No matter what your budget, getting good value for your buck makes a difference. In a town where $40 entrees aren’t unusual, the White Barn Inn, Maine’s only five-star dining room and Relais & Chateau property, provides better R.O.I. then most other options.
The White Barn is most definitely not a budget option, but for those who can afford to drop $95 on a meal or can eek it out for a special occasion, this five-star, five-diamond, fine-dining restaurant delivers far more than it promises for its $95 (add $48 with wine pairings, $85 with reserve wine pairings) price tag, and that equals value. No, really!
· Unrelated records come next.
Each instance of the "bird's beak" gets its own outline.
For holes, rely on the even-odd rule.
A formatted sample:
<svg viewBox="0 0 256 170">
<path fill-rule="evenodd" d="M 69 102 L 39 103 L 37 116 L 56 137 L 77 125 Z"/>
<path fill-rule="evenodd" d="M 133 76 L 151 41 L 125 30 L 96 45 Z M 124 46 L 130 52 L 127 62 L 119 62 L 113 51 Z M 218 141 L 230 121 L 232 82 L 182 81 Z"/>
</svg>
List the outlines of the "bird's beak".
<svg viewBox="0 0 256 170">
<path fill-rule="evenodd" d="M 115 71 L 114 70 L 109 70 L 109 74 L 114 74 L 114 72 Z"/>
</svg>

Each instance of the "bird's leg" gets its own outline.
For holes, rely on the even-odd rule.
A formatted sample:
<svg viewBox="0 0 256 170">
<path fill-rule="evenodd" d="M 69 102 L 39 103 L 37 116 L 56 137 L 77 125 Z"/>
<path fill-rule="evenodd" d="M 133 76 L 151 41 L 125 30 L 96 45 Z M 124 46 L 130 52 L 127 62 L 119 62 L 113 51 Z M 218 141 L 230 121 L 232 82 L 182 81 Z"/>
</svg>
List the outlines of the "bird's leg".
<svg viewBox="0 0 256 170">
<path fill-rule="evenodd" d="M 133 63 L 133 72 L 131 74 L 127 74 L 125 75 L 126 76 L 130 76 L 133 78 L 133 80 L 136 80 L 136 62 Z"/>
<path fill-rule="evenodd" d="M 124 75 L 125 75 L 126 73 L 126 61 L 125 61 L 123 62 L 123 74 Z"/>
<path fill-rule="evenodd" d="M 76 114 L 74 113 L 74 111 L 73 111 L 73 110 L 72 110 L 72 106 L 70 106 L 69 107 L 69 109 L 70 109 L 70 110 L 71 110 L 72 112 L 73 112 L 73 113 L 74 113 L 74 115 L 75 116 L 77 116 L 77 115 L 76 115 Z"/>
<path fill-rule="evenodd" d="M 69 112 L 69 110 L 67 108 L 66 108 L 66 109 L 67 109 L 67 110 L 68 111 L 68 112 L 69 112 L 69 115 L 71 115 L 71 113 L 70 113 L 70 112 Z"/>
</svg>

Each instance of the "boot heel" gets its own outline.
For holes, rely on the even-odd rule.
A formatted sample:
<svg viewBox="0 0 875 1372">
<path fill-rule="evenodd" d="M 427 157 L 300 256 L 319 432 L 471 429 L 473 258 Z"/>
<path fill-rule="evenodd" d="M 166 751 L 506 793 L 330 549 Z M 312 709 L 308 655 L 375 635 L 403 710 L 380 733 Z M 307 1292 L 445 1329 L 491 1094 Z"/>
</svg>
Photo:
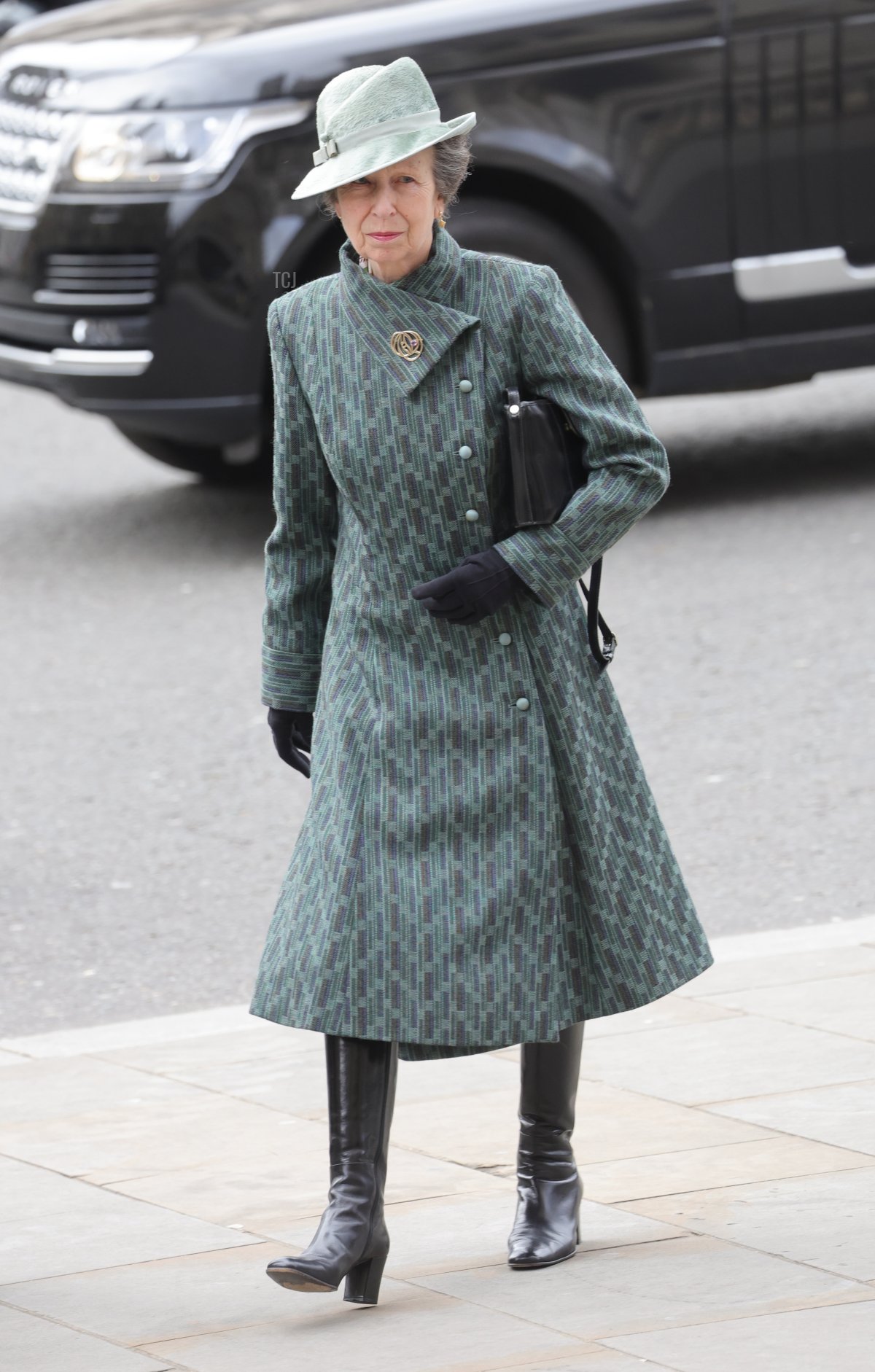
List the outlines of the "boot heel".
<svg viewBox="0 0 875 1372">
<path fill-rule="evenodd" d="M 343 1288 L 343 1299 L 355 1301 L 358 1305 L 376 1305 L 387 1258 L 388 1253 L 383 1253 L 350 1268 L 347 1283 Z"/>
</svg>

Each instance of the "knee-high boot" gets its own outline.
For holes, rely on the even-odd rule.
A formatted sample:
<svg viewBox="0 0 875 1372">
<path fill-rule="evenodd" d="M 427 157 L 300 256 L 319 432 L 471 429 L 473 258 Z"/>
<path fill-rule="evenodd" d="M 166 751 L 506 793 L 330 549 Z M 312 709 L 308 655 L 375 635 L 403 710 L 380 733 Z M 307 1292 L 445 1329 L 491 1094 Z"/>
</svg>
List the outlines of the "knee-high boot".
<svg viewBox="0 0 875 1372">
<path fill-rule="evenodd" d="M 336 1291 L 376 1305 L 389 1236 L 383 1213 L 398 1043 L 325 1034 L 331 1185 L 315 1235 L 296 1257 L 267 1264 L 292 1291 Z"/>
<path fill-rule="evenodd" d="M 571 1147 L 583 1048 L 582 1019 L 558 1043 L 520 1045 L 517 1213 L 512 1268 L 546 1268 L 575 1254 L 583 1187 Z"/>
</svg>

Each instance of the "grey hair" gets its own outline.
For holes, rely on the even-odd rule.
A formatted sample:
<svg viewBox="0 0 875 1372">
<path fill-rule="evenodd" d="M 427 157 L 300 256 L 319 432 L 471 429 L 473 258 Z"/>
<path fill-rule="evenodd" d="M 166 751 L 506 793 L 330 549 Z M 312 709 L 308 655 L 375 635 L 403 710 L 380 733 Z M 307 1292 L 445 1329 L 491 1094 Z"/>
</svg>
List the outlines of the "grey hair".
<svg viewBox="0 0 875 1372">
<path fill-rule="evenodd" d="M 455 137 L 442 139 L 440 143 L 432 143 L 431 147 L 435 154 L 432 162 L 435 189 L 438 195 L 443 196 L 443 217 L 447 220 L 450 206 L 458 200 L 462 181 L 470 174 L 470 137 L 468 133 L 457 133 Z M 337 218 L 337 187 L 332 187 L 329 191 L 322 191 L 318 199 L 320 210 L 332 220 Z"/>
</svg>

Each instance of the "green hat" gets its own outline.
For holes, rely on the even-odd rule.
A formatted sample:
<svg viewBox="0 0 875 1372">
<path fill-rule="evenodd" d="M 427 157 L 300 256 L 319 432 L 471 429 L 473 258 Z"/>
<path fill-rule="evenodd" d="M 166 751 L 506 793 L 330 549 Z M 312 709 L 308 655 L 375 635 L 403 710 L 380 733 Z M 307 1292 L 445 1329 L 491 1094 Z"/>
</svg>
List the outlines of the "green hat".
<svg viewBox="0 0 875 1372">
<path fill-rule="evenodd" d="M 468 133 L 476 122 L 475 113 L 442 121 L 425 73 L 413 58 L 398 58 L 385 67 L 351 67 L 333 77 L 317 100 L 314 167 L 291 199 L 302 200 L 392 166 L 433 143 Z"/>
</svg>

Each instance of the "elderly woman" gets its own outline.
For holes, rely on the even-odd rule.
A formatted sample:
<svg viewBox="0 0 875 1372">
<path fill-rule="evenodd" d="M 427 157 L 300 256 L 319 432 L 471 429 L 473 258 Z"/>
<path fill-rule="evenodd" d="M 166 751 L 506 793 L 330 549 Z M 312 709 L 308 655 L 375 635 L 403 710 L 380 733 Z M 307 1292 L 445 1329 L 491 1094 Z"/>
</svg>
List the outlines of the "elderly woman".
<svg viewBox="0 0 875 1372">
<path fill-rule="evenodd" d="M 399 1056 L 521 1045 L 507 1261 L 560 1262 L 586 1019 L 713 960 L 576 590 L 665 450 L 551 268 L 446 232 L 475 122 L 407 56 L 329 81 L 292 199 L 340 217 L 340 272 L 267 310 L 262 701 L 311 794 L 250 1008 L 325 1034 L 331 1158 L 313 1242 L 267 1273 L 366 1305 Z M 550 525 L 502 521 L 506 386 L 587 439 Z"/>
</svg>

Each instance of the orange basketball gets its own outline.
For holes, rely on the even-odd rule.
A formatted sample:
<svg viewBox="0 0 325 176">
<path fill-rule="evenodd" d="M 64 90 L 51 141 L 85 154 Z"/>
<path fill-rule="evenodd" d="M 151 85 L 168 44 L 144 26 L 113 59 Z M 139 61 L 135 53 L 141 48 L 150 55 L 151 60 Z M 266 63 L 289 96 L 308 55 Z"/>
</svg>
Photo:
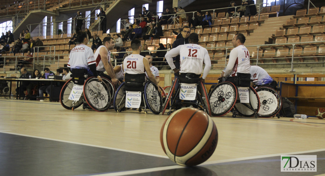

• Ambiance: OK, I hate that word as much as you do, it’s so snooty, but let me tell you, the White Barn has it. Yes it’s a barn, and it retains the structure and roughness of a barn in its siding and beams, but it’s polished with white tableclothes, silver, glass and crystal, candlelight, soft piano music, fine art on the walls, and lovely silver ornamental critters on the tables. Walk in, and your eyes are drawn immediately to the humongous back wall window. Outside, tiers of flowers blossom, an explosion of color that’s front and center.
• Dress: Gentlement must wear jackets. ‘Nuff said. That alone adds an element of class, of refinement, of subdued conversation (really!).
• Service: Waiters/waitresses and assistants in black and white move quickly, efficiently, and professionally around the room. They can answer any question thrown at them, whether about the food, the inn, the area. Water glasses are kept filled; napkins are folded when diners temporarily leave their chairs; plates are served to all diners simultaneously in a choreographed flourish. No one misses a beat. It’s spot on.
• Food: Classic fare with inspirations. Everything’s familiar, yet it’s not. It’s exciting, but not too so; intriguing, yet satisfying. Did I say delicious? Definitely that, too. Chef Jonathan Cartwright and his team change the menu weekly, but don’t get too carried away. Menu focuses on what’s fresh and seasonal, without being held hostage by local ingredients.
• Value: An amuse-bouche, a pre dessert, a post dessert, a tree of petit fours and chocolates weren’t included in the four-course meal’s description, but were included in the price. They’re daily gifts from the kitchen to diners, little extras that turn a four-course menu into a seven-course one, and a pricey splurge into one with value.
• Hint: Sure, it’s a bit like Cinderella retreating from the ball, but if you sleep across the street at the strictly functional Franciscan Monastery Guest House, you can balance the savings against the splurge.